Cybele refers to two powerful methuselahs, one Malkavian and one Baali – who might have been the same person. While the Malkavian Cybele was the sire of the infamous Red List anathema known as Petaniqua, the Baali Cybele was the Cainite who devised the ritual that bound Troile and Moloch beneath the salted earth of Carthage.
Cybele's past is surrounded by mystery. There is a distinct possibility that both Cybeles refer to the same person – a dark creature whose fury and corruption have shaped both clans and Cainites in general. Each account his its own lore about the methuselah.
Malkavian Lore
Cybele was Malkavian methuselah who claimed to be a goddess of fertility to the people of ancient Greece. Furious and frenzied, the mystery Cult of Cybele brought power to women that was stolen from men – sacrifices of both beasts and men were often by castration. At the time, Malkavian elders fought bitterly over the lands of Greece, and the Cult of Cybele was forced into the hinterlands.

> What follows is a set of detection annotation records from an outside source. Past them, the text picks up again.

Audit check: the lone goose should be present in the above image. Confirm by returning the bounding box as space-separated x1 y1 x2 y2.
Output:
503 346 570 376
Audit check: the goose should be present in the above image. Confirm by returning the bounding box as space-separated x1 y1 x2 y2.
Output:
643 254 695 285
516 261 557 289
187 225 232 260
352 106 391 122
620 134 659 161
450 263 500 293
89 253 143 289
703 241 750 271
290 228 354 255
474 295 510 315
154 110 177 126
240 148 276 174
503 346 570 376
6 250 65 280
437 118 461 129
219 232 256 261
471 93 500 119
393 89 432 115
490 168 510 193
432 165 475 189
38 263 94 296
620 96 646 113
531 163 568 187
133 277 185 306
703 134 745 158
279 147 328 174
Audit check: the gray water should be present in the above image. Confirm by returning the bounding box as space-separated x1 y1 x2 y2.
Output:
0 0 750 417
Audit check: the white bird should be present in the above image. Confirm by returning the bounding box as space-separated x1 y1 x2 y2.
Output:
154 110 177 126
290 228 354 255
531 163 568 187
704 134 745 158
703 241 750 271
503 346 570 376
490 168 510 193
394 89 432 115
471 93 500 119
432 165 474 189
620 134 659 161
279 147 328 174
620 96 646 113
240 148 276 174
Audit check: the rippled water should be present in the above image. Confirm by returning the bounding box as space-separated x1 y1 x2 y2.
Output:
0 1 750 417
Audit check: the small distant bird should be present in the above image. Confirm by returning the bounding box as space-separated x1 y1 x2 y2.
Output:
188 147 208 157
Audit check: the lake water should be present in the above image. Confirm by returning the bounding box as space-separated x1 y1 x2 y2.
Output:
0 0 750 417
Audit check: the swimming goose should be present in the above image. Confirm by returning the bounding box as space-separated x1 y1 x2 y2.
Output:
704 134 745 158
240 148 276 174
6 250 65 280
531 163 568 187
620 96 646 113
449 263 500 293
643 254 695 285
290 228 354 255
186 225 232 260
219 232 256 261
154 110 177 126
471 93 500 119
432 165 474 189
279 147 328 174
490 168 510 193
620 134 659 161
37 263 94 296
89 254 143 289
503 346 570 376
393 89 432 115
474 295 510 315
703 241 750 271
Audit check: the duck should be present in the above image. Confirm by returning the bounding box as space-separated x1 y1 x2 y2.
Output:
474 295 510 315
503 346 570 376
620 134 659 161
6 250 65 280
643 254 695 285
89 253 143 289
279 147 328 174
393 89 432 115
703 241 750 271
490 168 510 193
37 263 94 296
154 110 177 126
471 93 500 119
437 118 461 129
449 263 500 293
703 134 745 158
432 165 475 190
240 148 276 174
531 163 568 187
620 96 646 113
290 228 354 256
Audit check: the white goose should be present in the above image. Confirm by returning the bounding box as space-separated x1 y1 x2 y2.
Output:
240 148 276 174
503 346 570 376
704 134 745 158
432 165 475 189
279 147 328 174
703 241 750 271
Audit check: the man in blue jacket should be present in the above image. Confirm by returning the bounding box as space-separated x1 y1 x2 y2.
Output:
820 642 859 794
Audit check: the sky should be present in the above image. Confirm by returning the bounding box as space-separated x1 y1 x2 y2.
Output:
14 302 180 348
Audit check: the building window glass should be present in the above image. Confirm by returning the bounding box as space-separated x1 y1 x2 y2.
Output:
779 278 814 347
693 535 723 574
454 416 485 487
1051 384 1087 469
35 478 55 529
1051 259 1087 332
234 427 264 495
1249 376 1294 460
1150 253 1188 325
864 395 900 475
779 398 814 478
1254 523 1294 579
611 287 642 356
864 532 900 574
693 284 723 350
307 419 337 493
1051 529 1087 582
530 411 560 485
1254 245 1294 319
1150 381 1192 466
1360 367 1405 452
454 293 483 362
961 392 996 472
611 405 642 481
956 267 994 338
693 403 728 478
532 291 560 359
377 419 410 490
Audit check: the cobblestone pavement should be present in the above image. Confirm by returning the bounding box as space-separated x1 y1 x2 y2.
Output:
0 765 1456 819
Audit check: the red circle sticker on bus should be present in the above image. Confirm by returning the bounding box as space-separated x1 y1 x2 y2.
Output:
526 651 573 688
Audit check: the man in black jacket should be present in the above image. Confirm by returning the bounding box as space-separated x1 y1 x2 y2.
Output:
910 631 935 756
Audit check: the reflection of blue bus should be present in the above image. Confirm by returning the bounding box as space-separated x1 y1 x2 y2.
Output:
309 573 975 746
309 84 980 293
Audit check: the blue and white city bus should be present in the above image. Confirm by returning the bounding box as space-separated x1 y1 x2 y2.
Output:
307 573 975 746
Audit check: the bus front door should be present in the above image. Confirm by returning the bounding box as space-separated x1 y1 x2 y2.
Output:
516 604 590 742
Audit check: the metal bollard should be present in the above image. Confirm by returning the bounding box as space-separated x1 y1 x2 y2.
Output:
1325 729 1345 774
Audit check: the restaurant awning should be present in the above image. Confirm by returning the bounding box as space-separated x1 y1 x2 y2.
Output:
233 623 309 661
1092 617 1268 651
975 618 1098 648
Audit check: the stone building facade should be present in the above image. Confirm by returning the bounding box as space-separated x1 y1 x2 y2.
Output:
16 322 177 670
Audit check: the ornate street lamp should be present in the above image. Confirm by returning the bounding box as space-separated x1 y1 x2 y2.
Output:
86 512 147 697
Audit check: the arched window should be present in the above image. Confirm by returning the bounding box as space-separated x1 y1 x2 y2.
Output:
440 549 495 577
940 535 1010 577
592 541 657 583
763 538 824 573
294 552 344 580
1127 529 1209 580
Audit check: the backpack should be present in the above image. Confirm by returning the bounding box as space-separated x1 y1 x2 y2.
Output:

When Philip II of Macedon began his conquest of Greece he made a political marriage to Polyxena, the princess of Epirus. To the Cult of Cybele, however, she was known by her cult name Myrtale, and her elevation to Philip's queen gave Cybele enormous influence. She would become the mother of Alexander the Great and one of the most powerful woman of the ancient world. Cybele Embraced her, and in time she would be known as Petaniqua.
Cybele refused to let her childe Embrace her son, and when Alexander the Great died Petaniqua went to a conclave of thirteen True Brujah in Delphi. After swearing her allegiance they bid her to deliver a talisman to Asia Minor. When she returned she found her sire's body burnt to a husk by the sun and the True Brujah gone.
Baali Lore
The creature known as Cybele was Embraced in the darkest corridors of the Knossos' Labyrinth, the greatest Baali fortress of its time. She was a childe of Nergal, who had proclaimed himself "Shaitan". When the Second Baali War ended with the eruption of Mount Thera, Cybele was one of the few Baali to escape. Her fellow Baali, Moloch, had betrayed them, and her well of hatred for him and his progeny was bottomless.
1,400 years later Cybele reappeared and disguised her bloodline so she could support the Roman Ventrue's war of annihilation against Carthage. In that Phoenician city, Troile and Moloch had attempted to create a Cainite paradise to rival the Second City. It was Cybele's ritual that forever bound the two beneath the ashes and salted earth of Carthage. Afterward she disappeared again, supposedly heading back to Crete and the ruins of Knossos.
Rumors say that Cybele appeared one last time a thousand years later, at the Iblii-al-Akbar organ pit in Chorazin, to help Annazir and other Baali curse the Assamites with a terrible blood thirst. Cybele claimed to be a servant of Namtaru, like her sire. If she spoke truth, she may have found the demon in the broken Labyrinth of Knossos and taken one of its names, becoming Decani.
Speculation
Though drastically different, some of the two histories can be reconciled. An Apostate is a Cainite whose vitae has been changed from that of her original clan to that of the Baali. Cybele may have been Embraced as a Malkavian, but she willingly became part of the Baali bloodline. In such a situation, Nergal would be her sire in the sense that he led her to become an Apostate.
Furthermore, Cybele's childe, Petaniqua, has also been portrayed as both Malkavian and Baali. The destruction of Knossos happened 1,200 years before the birth of Alexander the Great, so both histories could be true, at least until the Embrace of Olympias, later known as Petaniqua. Cybele's childe found her sire betrayed by the "True Brujah" and burnt to ash. Cybele may have faked her death, but if so she remained strangely prominent, as 200 years later she helped the Roman Ventrue destroy Carthage in order to gain vengeance over Moloch.